RGW Lifecycle Processing and Promote Master Process - ceph-users

14 Aug 2020

Hi,

I've previously discussed some issues I've had with the RGW lifecycle processing.
I've discovered that the root cause of my problem is that:

  *   I'm running a multisite configuration
     *   Life cycle processing is done on the master site each night. `radosgw-admin lc
list` correctly returns all buckets with lc config.
  *   I simulate the master site being destroyed from my VM host.
  *   I promote the secondary site to master following the instructions here: 
https://docs.ceph.com/docs/master/radosgw/multisite/
     *   The new master site isn't doing any lifecycle processing. `radosgw-admin lc
list` returns empty.
  *   I recreate a cluster and pair it with the new master site to get back to having
multisite redundancy.
     *   Neither site is doing any lifecycle processing. `radosgw-admin lc list` returns
empty.
So in the process of failover/recovery I have gone from having two paired clusters
performing lifecycle processing, to two paired clusters NOT performing lifecycle
processing.

Is this behaviour expected? I've found `radosgw-admin lc reshard fix` will
"remind" the cluster that I run it on that it needs to do lifecycle processing.
Although I found no mention of having to use this in the docs, for that command the docs
state it's only relevant on earlier Ceph versions. I'm running Nautilus 14.2.9.

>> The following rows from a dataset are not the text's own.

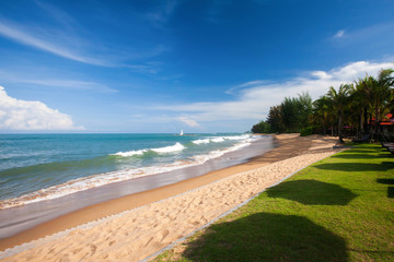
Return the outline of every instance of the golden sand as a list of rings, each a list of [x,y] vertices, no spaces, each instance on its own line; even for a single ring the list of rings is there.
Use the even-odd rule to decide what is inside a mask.
[[[317,135],[276,135],[279,146],[248,163],[61,216],[1,240],[2,250],[31,242],[0,255],[3,261],[142,260],[265,188],[336,153],[332,150],[335,141]]]

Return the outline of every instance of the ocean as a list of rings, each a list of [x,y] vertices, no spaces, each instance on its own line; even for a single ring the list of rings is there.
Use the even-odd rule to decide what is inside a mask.
[[[0,238],[243,163],[273,146],[270,136],[242,133],[0,134]]]

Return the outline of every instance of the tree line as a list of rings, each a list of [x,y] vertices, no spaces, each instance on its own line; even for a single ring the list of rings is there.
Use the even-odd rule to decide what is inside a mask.
[[[271,106],[265,121],[253,126],[254,133],[321,133],[338,135],[343,141],[344,127],[361,138],[381,133],[380,123],[394,112],[393,69],[382,69],[374,78],[366,75],[354,83],[331,86],[326,94],[312,100],[309,93],[286,97]]]

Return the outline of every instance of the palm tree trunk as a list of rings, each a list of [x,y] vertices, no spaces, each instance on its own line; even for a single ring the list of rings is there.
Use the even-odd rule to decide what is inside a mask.
[[[341,112],[338,114],[338,136],[339,136],[339,143],[345,143],[344,139],[341,136]]]

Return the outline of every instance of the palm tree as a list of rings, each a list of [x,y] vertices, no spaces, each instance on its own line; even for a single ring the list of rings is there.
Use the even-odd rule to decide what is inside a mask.
[[[374,117],[373,134],[376,133],[385,109],[389,108],[390,103],[393,100],[393,92],[391,86],[394,84],[394,78],[391,74],[394,72],[392,69],[381,70],[378,80],[369,76],[364,81],[364,85],[369,88],[369,102]]]
[[[362,136],[366,133],[369,133],[368,129],[368,112],[370,109],[369,95],[371,93],[370,87],[366,84],[369,76],[364,79],[359,79],[355,81],[355,85],[350,91],[351,99],[351,109],[354,112],[354,118],[358,119],[358,134]]]
[[[329,118],[329,99],[321,96],[313,103],[313,122],[323,127],[323,135],[326,135],[326,123]]]
[[[343,112],[345,107],[348,104],[350,90],[352,87],[352,84],[341,84],[338,88],[338,92],[331,86],[329,91],[327,93],[327,98],[331,102],[331,106],[333,110],[337,114],[338,117],[338,136],[339,136],[339,143],[344,143],[343,139]]]

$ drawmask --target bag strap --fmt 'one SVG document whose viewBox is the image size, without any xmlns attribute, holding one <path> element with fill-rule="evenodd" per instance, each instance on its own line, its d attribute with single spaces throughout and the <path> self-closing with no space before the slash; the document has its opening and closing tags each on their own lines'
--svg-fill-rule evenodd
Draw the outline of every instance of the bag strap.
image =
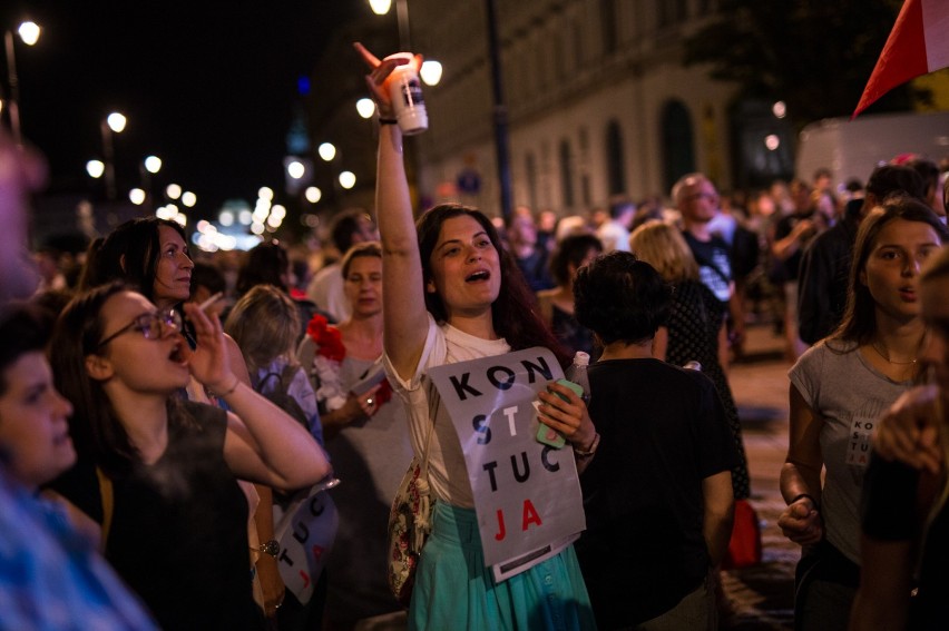
<svg viewBox="0 0 949 631">
<path fill-rule="evenodd" d="M 99 495 L 102 497 L 102 550 L 109 540 L 109 531 L 112 528 L 112 511 L 115 497 L 112 496 L 112 481 L 106 475 L 101 467 L 96 467 L 96 477 L 99 479 Z"/>
<path fill-rule="evenodd" d="M 422 463 L 419 467 L 419 479 L 415 481 L 415 487 L 419 491 L 419 510 L 415 513 L 414 529 L 412 533 L 412 550 L 420 552 L 425 543 L 425 538 L 431 532 L 431 487 L 429 486 L 429 454 L 431 452 L 432 434 L 434 434 L 434 424 L 438 407 L 441 403 L 441 397 L 434 386 L 429 383 L 429 431 L 425 436 L 425 447 L 422 451 Z"/>
</svg>

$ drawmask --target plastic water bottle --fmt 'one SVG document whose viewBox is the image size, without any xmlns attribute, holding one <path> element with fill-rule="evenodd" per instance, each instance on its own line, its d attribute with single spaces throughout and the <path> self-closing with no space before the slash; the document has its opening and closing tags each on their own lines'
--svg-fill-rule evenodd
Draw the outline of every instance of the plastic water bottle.
<svg viewBox="0 0 949 631">
<path fill-rule="evenodd" d="M 581 388 L 584 388 L 584 394 L 580 398 L 584 400 L 584 403 L 587 405 L 590 404 L 590 379 L 587 375 L 587 367 L 590 365 L 590 356 L 588 353 L 584 353 L 583 351 L 577 351 L 577 354 L 574 355 L 574 363 L 567 368 L 566 378 L 567 381 L 571 381 Z"/>
<path fill-rule="evenodd" d="M 411 52 L 395 52 L 385 59 L 404 59 L 407 63 L 392 70 L 392 110 L 405 136 L 421 134 L 429 128 L 429 115 L 422 97 L 422 83 L 412 66 Z"/>
</svg>

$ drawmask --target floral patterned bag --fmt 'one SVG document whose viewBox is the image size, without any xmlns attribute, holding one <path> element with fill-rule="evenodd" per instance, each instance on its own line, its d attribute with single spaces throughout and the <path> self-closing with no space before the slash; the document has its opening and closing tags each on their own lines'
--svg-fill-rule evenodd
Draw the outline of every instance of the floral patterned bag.
<svg viewBox="0 0 949 631">
<path fill-rule="evenodd" d="M 431 531 L 425 469 L 418 457 L 412 459 L 389 512 L 389 589 L 404 608 L 412 600 L 419 558 Z"/>
<path fill-rule="evenodd" d="M 434 418 L 434 416 L 431 416 Z M 429 445 L 434 422 L 425 437 L 425 450 L 421 460 L 412 459 L 409 471 L 402 476 L 392 510 L 389 511 L 389 589 L 404 607 L 412 601 L 415 570 L 422 555 L 422 546 L 431 532 L 432 501 L 429 489 Z"/>
</svg>

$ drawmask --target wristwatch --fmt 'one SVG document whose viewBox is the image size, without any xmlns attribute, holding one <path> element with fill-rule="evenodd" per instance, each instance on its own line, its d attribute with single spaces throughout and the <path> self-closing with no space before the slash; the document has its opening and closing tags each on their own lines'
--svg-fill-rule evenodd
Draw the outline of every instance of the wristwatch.
<svg viewBox="0 0 949 631">
<path fill-rule="evenodd" d="M 270 554 L 274 559 L 280 555 L 280 543 L 277 540 L 272 539 L 266 543 L 262 543 L 260 548 L 257 548 L 257 552 L 262 552 L 264 554 Z"/>
</svg>

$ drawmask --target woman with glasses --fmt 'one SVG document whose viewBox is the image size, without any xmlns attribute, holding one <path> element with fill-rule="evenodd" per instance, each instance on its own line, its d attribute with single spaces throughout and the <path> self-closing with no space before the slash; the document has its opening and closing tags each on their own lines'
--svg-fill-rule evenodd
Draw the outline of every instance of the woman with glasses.
<svg viewBox="0 0 949 631">
<path fill-rule="evenodd" d="M 101 533 L 106 558 L 166 629 L 254 629 L 247 502 L 237 479 L 291 491 L 330 466 L 291 416 L 239 379 L 221 323 L 106 285 L 76 297 L 52 342 L 78 464 L 53 489 Z M 194 377 L 229 410 L 175 394 Z M 87 520 L 88 521 L 88 520 Z"/>
<path fill-rule="evenodd" d="M 176 221 L 145 217 L 130 219 L 102 240 L 98 248 L 90 248 L 81 289 L 89 289 L 116 280 L 136 288 L 160 309 L 176 309 L 190 296 L 194 262 L 190 258 L 185 230 Z M 197 345 L 192 324 L 185 319 L 180 333 L 192 349 Z M 237 343 L 226 335 L 227 357 L 231 369 L 245 384 L 251 376 Z M 227 408 L 226 402 L 213 396 L 190 379 L 179 395 L 192 401 L 214 403 Z M 273 540 L 273 519 L 270 511 L 258 510 L 270 505 L 271 491 L 263 486 L 242 483 L 253 519 L 247 524 L 247 538 L 253 548 Z M 256 556 L 252 574 L 256 599 L 264 614 L 273 618 L 276 607 L 284 598 L 283 582 L 277 572 L 276 559 L 268 554 Z"/>
</svg>

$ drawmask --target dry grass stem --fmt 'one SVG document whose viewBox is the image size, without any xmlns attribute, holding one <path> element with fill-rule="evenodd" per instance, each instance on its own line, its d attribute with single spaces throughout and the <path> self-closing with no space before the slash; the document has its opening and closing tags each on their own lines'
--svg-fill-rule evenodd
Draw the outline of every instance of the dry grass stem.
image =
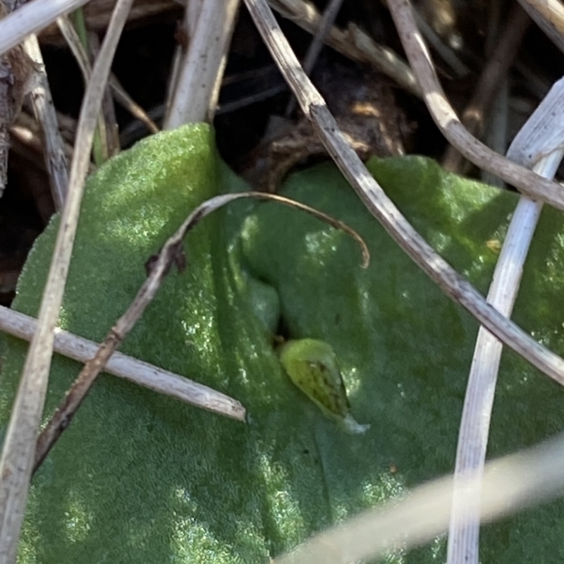
<svg viewBox="0 0 564 564">
<path fill-rule="evenodd" d="M 489 305 L 407 221 L 348 146 L 319 92 L 292 51 L 266 0 L 245 0 L 263 39 L 329 154 L 370 212 L 402 249 L 455 301 L 505 345 L 564 385 L 564 360 Z M 523 169 L 519 167 L 520 170 Z M 558 185 L 556 185 L 558 186 Z"/>
<path fill-rule="evenodd" d="M 427 42 L 435 50 L 435 52 L 454 70 L 457 76 L 462 78 L 470 73 L 470 69 L 462 63 L 457 56 L 454 51 L 443 42 L 435 30 L 425 21 L 421 14 L 415 10 L 413 15 L 417 24 L 417 27 L 421 30 Z"/>
<path fill-rule="evenodd" d="M 425 104 L 449 142 L 469 161 L 503 178 L 530 198 L 564 209 L 564 194 L 557 183 L 501 157 L 467 131 L 439 82 L 431 57 L 415 25 L 410 3 L 407 0 L 388 0 L 388 4 L 403 48 L 423 90 Z"/>
<path fill-rule="evenodd" d="M 137 292 L 131 305 L 116 322 L 103 343 L 96 350 L 95 355 L 86 362 L 84 368 L 73 383 L 63 403 L 39 435 L 35 453 L 35 470 L 41 465 L 53 445 L 68 426 L 97 376 L 104 369 L 110 357 L 131 331 L 147 306 L 152 301 L 164 277 L 172 266 L 176 264 L 179 269 L 184 268 L 185 258 L 183 256 L 183 242 L 186 233 L 195 227 L 207 215 L 231 202 L 245 197 L 269 200 L 285 204 L 306 212 L 327 222 L 335 228 L 344 231 L 359 243 L 362 252 L 362 267 L 366 268 L 368 266 L 370 259 L 368 248 L 356 231 L 342 221 L 334 219 L 330 216 L 299 202 L 295 202 L 275 194 L 246 192 L 216 196 L 201 204 L 165 243 L 159 255 L 149 259 L 147 264 L 149 276 Z"/>
<path fill-rule="evenodd" d="M 92 65 L 86 51 L 84 50 L 84 47 L 80 43 L 78 34 L 68 16 L 62 16 L 60 18 L 57 18 L 56 22 L 61 35 L 65 38 L 65 41 L 66 41 L 76 59 L 76 62 L 78 63 L 85 81 L 87 82 L 92 74 Z M 159 130 L 157 124 L 147 116 L 147 112 L 128 94 L 113 73 L 110 75 L 108 82 L 114 97 L 122 107 L 128 110 L 134 118 L 144 123 L 151 133 L 157 133 Z"/>
<path fill-rule="evenodd" d="M 27 4 L 15 12 L 13 16 L 23 11 L 26 8 L 37 6 L 40 1 L 41 0 L 35 0 L 32 4 Z M 84 180 L 88 171 L 94 128 L 114 53 L 132 2 L 133 0 L 118 0 L 116 4 L 80 111 L 76 147 L 70 168 L 69 189 L 63 208 L 61 226 L 42 300 L 37 330 L 32 340 L 25 360 L 0 460 L 1 564 L 12 564 L 16 558 L 18 537 L 27 497 L 35 441 L 49 379 L 55 324 L 73 250 Z M 66 5 L 64 2 L 61 2 L 61 4 Z"/>
<path fill-rule="evenodd" d="M 482 135 L 489 121 L 493 101 L 517 56 L 530 22 L 527 13 L 515 4 L 508 18 L 504 32 L 478 79 L 472 99 L 462 112 L 462 123 L 470 135 Z M 462 173 L 463 164 L 464 157 L 449 145 L 443 159 L 443 166 L 447 170 Z"/>
<path fill-rule="evenodd" d="M 474 503 L 482 489 L 481 517 L 492 521 L 562 494 L 564 437 L 486 465 L 484 480 L 469 477 L 463 501 Z M 271 564 L 352 564 L 373 561 L 398 548 L 429 542 L 446 530 L 452 501 L 452 478 L 412 490 L 319 533 Z"/>
<path fill-rule="evenodd" d="M 88 0 L 32 0 L 0 20 L 0 55 Z"/>
<path fill-rule="evenodd" d="M 49 173 L 51 195 L 55 209 L 60 212 L 68 188 L 68 162 L 65 144 L 59 130 L 59 122 L 51 96 L 49 80 L 43 66 L 39 44 L 35 34 L 25 40 L 23 49 L 35 63 L 35 86 L 30 93 L 33 112 L 41 126 L 43 137 L 43 158 Z"/>
<path fill-rule="evenodd" d="M 165 129 L 213 116 L 238 6 L 239 0 L 206 0 L 202 4 L 172 88 Z"/>
<path fill-rule="evenodd" d="M 315 63 L 317 61 L 317 57 L 319 56 L 319 53 L 321 52 L 323 46 L 325 44 L 325 39 L 327 34 L 329 32 L 333 24 L 335 23 L 335 18 L 341 10 L 341 6 L 343 5 L 343 0 L 329 0 L 325 10 L 323 12 L 323 16 L 319 20 L 319 25 L 315 30 L 315 34 L 313 36 L 313 39 L 309 44 L 307 49 L 307 52 L 305 54 L 305 58 L 302 63 L 305 73 L 309 76 L 313 70 Z M 295 109 L 295 98 L 291 97 L 285 115 L 286 117 L 290 117 L 293 114 Z"/>
<path fill-rule="evenodd" d="M 0 330 L 9 335 L 31 341 L 37 324 L 37 319 L 33 317 L 0 306 Z M 53 347 L 55 352 L 79 362 L 84 363 L 92 358 L 99 346 L 98 343 L 72 333 L 58 329 L 55 330 Z M 240 421 L 245 420 L 245 408 L 237 400 L 183 376 L 163 370 L 127 355 L 115 352 L 104 370 L 197 407 Z"/>
<path fill-rule="evenodd" d="M 555 84 L 515 137 L 508 151 L 508 158 L 522 163 L 523 155 L 537 152 L 532 147 L 530 140 L 535 139 L 534 134 L 539 130 L 550 130 L 551 135 L 546 137 L 555 140 L 555 145 L 558 142 L 556 140 L 564 137 L 564 79 Z M 553 178 L 563 154 L 564 149 L 556 148 L 548 157 L 541 159 L 534 170 L 546 178 Z M 541 209 L 541 202 L 521 197 L 496 265 L 488 302 L 507 317 L 510 317 L 517 298 L 525 261 Z M 448 564 L 479 562 L 479 496 L 477 496 L 474 505 L 467 505 L 463 508 L 465 504 L 460 501 L 458 486 L 463 484 L 469 474 L 479 479 L 484 470 L 501 351 L 501 343 L 484 327 L 480 327 L 458 436 Z"/>
<path fill-rule="evenodd" d="M 305 0 L 269 0 L 273 9 L 290 19 L 302 29 L 315 34 L 321 16 L 316 7 Z M 398 85 L 418 97 L 421 90 L 409 66 L 388 47 L 379 45 L 358 26 L 350 24 L 346 31 L 333 26 L 326 37 L 326 44 L 352 61 L 369 63 L 389 76 Z"/>
</svg>

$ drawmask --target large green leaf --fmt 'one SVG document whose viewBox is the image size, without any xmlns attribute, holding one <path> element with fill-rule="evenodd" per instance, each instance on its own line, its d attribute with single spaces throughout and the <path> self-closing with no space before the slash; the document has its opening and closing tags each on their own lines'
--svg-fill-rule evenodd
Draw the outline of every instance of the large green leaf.
<svg viewBox="0 0 564 564">
<path fill-rule="evenodd" d="M 147 258 L 189 211 L 244 188 L 213 147 L 206 126 L 183 128 L 139 143 L 90 179 L 61 326 L 102 339 L 142 283 Z M 496 259 L 486 243 L 503 238 L 515 197 L 424 159 L 370 167 L 420 233 L 485 292 Z M 236 397 L 247 423 L 101 376 L 34 478 L 20 563 L 264 562 L 451 470 L 477 324 L 403 254 L 333 166 L 293 175 L 283 192 L 357 229 L 369 268 L 345 235 L 276 204 L 240 202 L 204 220 L 187 238 L 187 271 L 168 276 L 122 350 Z M 563 352 L 563 229 L 546 215 L 515 317 Z M 32 252 L 20 311 L 37 313 L 56 230 L 54 221 Z M 351 412 L 371 424 L 366 433 L 347 434 L 292 384 L 253 313 L 257 302 L 271 324 L 279 306 L 288 336 L 333 347 Z M 8 349 L 4 422 L 25 345 L 11 338 Z M 54 359 L 47 415 L 78 367 Z M 563 399 L 505 355 L 491 453 L 561 430 Z M 563 510 L 553 502 L 486 527 L 484 561 L 559 560 Z M 444 544 L 389 559 L 442 560 Z"/>
</svg>

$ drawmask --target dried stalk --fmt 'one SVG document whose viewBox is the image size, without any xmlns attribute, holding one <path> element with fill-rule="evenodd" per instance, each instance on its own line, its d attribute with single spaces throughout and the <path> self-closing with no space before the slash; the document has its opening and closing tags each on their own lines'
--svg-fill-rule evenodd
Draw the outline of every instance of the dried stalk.
<svg viewBox="0 0 564 564">
<path fill-rule="evenodd" d="M 31 341 L 37 324 L 37 319 L 33 317 L 0 306 L 0 330 L 9 335 Z M 61 329 L 55 331 L 54 350 L 79 362 L 84 363 L 92 358 L 99 346 L 98 343 L 72 333 Z M 163 370 L 121 352 L 114 352 L 104 370 L 197 407 L 240 421 L 245 420 L 245 408 L 237 400 L 183 376 Z"/>
<path fill-rule="evenodd" d="M 424 18 L 415 10 L 413 15 L 427 43 L 435 50 L 435 52 L 454 70 L 458 77 L 462 78 L 470 73 L 470 69 L 460 61 L 453 49 L 443 42 L 443 39 L 437 35 L 435 30 L 427 23 Z"/>
<path fill-rule="evenodd" d="M 165 129 L 213 117 L 238 6 L 239 0 L 206 0 L 202 5 L 173 87 Z"/>
<path fill-rule="evenodd" d="M 553 178 L 564 154 L 558 148 L 564 137 L 564 79 L 555 84 L 515 137 L 508 151 L 508 158 L 522 161 L 522 155 L 537 152 L 530 140 L 539 130 L 550 131 L 544 136 L 553 140 L 556 150 L 535 165 L 535 172 Z M 554 147 L 552 147 L 554 149 Z M 543 145 L 541 150 L 550 152 Z M 542 209 L 542 204 L 522 196 L 513 214 L 494 278 L 488 302 L 507 317 L 513 309 L 525 258 Z M 462 410 L 456 453 L 453 502 L 448 544 L 448 564 L 477 564 L 479 561 L 479 501 L 462 510 L 459 486 L 469 474 L 478 480 L 484 471 L 488 434 L 494 405 L 501 343 L 484 327 L 480 327 L 472 358 L 472 368 Z"/>
<path fill-rule="evenodd" d="M 470 135 L 482 135 L 487 121 L 488 111 L 517 56 L 530 22 L 527 13 L 515 4 L 492 56 L 478 79 L 472 99 L 462 112 L 462 123 Z M 461 172 L 463 163 L 464 158 L 460 153 L 449 145 L 443 159 L 443 166 L 453 172 Z"/>
<path fill-rule="evenodd" d="M 334 219 L 330 216 L 318 212 L 299 202 L 295 202 L 274 194 L 245 192 L 216 196 L 201 204 L 188 216 L 184 223 L 178 228 L 176 233 L 166 241 L 159 255 L 157 257 L 151 257 L 147 262 L 147 268 L 149 271 L 149 276 L 140 288 L 131 305 L 110 330 L 107 336 L 96 351 L 94 356 L 85 364 L 84 368 L 73 383 L 63 403 L 59 405 L 53 417 L 44 428 L 37 440 L 34 472 L 41 465 L 53 445 L 68 426 L 76 410 L 94 384 L 96 377 L 104 369 L 104 367 L 109 357 L 129 331 L 131 331 L 147 306 L 153 300 L 162 283 L 164 276 L 168 273 L 173 264 L 176 264 L 179 269 L 184 268 L 185 257 L 183 255 L 183 241 L 186 233 L 207 215 L 226 204 L 228 204 L 230 202 L 243 197 L 274 200 L 307 212 L 308 214 L 326 221 L 336 228 L 350 235 L 358 243 L 362 252 L 362 266 L 363 268 L 366 268 L 368 266 L 370 258 L 368 247 L 362 238 L 354 230 L 342 221 Z"/>
<path fill-rule="evenodd" d="M 489 149 L 460 123 L 439 82 L 429 52 L 418 32 L 408 0 L 388 0 L 403 48 L 424 92 L 424 99 L 443 135 L 469 161 L 518 188 L 533 200 L 564 210 L 564 194 L 557 183 L 539 176 Z"/>
<path fill-rule="evenodd" d="M 288 18 L 309 33 L 315 34 L 321 17 L 316 7 L 305 0 L 269 0 L 273 9 Z M 372 64 L 407 92 L 421 97 L 421 90 L 412 70 L 389 47 L 379 45 L 369 35 L 354 24 L 346 31 L 332 27 L 327 44 L 352 61 Z"/>
<path fill-rule="evenodd" d="M 523 453 L 492 460 L 483 482 L 469 478 L 464 501 L 482 488 L 482 521 L 493 521 L 534 503 L 561 495 L 564 489 L 564 436 Z M 372 562 L 386 553 L 409 549 L 441 534 L 448 523 L 450 477 L 414 489 L 319 533 L 271 564 L 352 564 Z"/>
<path fill-rule="evenodd" d="M 35 0 L 32 4 L 26 4 L 4 22 L 23 12 L 26 8 L 37 6 L 39 1 Z M 1 564 L 12 564 L 16 558 L 18 537 L 27 498 L 35 441 L 49 379 L 54 331 L 76 232 L 94 128 L 114 53 L 132 2 L 133 0 L 118 0 L 80 111 L 69 190 L 42 300 L 37 331 L 32 340 L 25 360 L 0 460 Z"/>
<path fill-rule="evenodd" d="M 347 144 L 323 99 L 300 66 L 266 0 L 245 1 L 305 115 L 310 120 L 326 149 L 370 212 L 447 295 L 467 309 L 505 345 L 564 385 L 564 360 L 539 345 L 489 305 L 467 280 L 422 238 L 386 195 L 356 153 Z M 391 2 L 389 0 L 388 3 Z M 520 170 L 522 168 L 517 168 Z"/>
<path fill-rule="evenodd" d="M 312 74 L 315 63 L 317 61 L 317 57 L 319 56 L 319 53 L 321 52 L 323 46 L 325 44 L 326 38 L 329 30 L 333 27 L 335 23 L 335 19 L 337 14 L 341 10 L 341 6 L 343 5 L 343 0 L 329 0 L 325 10 L 323 12 L 323 16 L 319 20 L 319 26 L 315 31 L 315 35 L 313 36 L 313 39 L 307 48 L 307 52 L 305 54 L 304 62 L 302 63 L 304 71 L 309 76 Z M 295 109 L 295 98 L 291 97 L 286 106 L 286 110 L 284 115 L 289 118 L 294 112 Z"/>
<path fill-rule="evenodd" d="M 90 75 L 92 74 L 92 65 L 86 51 L 84 50 L 84 47 L 80 43 L 78 34 L 66 16 L 57 18 L 57 25 L 76 59 L 85 82 L 87 82 L 90 80 Z M 152 133 L 157 133 L 159 131 L 159 127 L 157 124 L 147 116 L 147 112 L 128 94 L 113 73 L 110 75 L 108 83 L 111 89 L 114 97 L 122 107 L 128 110 L 134 118 L 145 124 L 145 127 Z"/>
<path fill-rule="evenodd" d="M 15 4 L 0 0 L 0 22 L 15 7 Z M 30 90 L 32 64 L 20 45 L 0 56 L 0 197 L 8 182 L 8 130 L 18 117 L 23 97 Z"/>
<path fill-rule="evenodd" d="M 49 173 L 51 195 L 55 209 L 60 212 L 68 188 L 68 162 L 65 155 L 65 145 L 59 130 L 59 123 L 49 80 L 43 66 L 37 36 L 27 37 L 23 44 L 24 51 L 35 63 L 35 86 L 30 93 L 35 119 L 41 125 L 43 140 L 43 159 Z"/>
<path fill-rule="evenodd" d="M 0 20 L 0 55 L 88 0 L 32 0 Z"/>
</svg>

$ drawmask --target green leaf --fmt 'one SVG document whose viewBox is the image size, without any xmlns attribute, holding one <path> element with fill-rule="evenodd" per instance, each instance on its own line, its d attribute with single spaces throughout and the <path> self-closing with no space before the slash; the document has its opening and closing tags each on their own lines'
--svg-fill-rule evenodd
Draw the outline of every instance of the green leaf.
<svg viewBox="0 0 564 564">
<path fill-rule="evenodd" d="M 370 167 L 422 235 L 485 291 L 496 259 L 486 243 L 503 240 L 515 197 L 424 159 Z M 189 212 L 218 190 L 242 188 L 205 125 L 155 135 L 109 161 L 87 187 L 61 326 L 102 339 L 142 283 L 145 260 Z M 187 238 L 188 268 L 168 275 L 122 350 L 233 396 L 247 423 L 102 375 L 34 478 L 20 563 L 267 561 L 451 470 L 477 324 L 398 249 L 333 166 L 293 175 L 283 193 L 358 230 L 370 267 L 360 268 L 348 236 L 295 210 L 241 202 L 205 219 Z M 562 222 L 546 216 L 515 317 L 563 352 Z M 56 220 L 30 255 L 20 311 L 37 313 L 56 230 Z M 352 413 L 371 424 L 366 433 L 345 433 L 285 374 L 270 335 L 277 307 L 291 338 L 332 347 Z M 4 422 L 25 345 L 10 338 L 8 348 Z M 46 417 L 78 369 L 54 360 Z M 562 413 L 558 386 L 505 355 L 491 454 L 561 430 Z M 563 518 L 554 502 L 486 527 L 484 561 L 555 561 Z M 436 562 L 444 545 L 388 560 Z"/>
</svg>

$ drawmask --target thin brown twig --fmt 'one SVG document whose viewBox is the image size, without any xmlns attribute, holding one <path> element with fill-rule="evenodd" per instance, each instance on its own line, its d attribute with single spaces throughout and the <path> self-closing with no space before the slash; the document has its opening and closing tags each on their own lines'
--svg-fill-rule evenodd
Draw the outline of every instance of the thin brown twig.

In addition, if I have two healthy clusters paired in a multisite system, and swap the
master cluster by promoting the non-master, the demoted cluster seems to still continue
doing lifecycle processing, while the promote does not. If I run `radosgw-admin lc reshard
fix` on the promoted cluster, then both clusters seem to claim they are doing the
processing. Is this a happy state to be in?

Does anyone have any experience with this?

Thanks,
Alex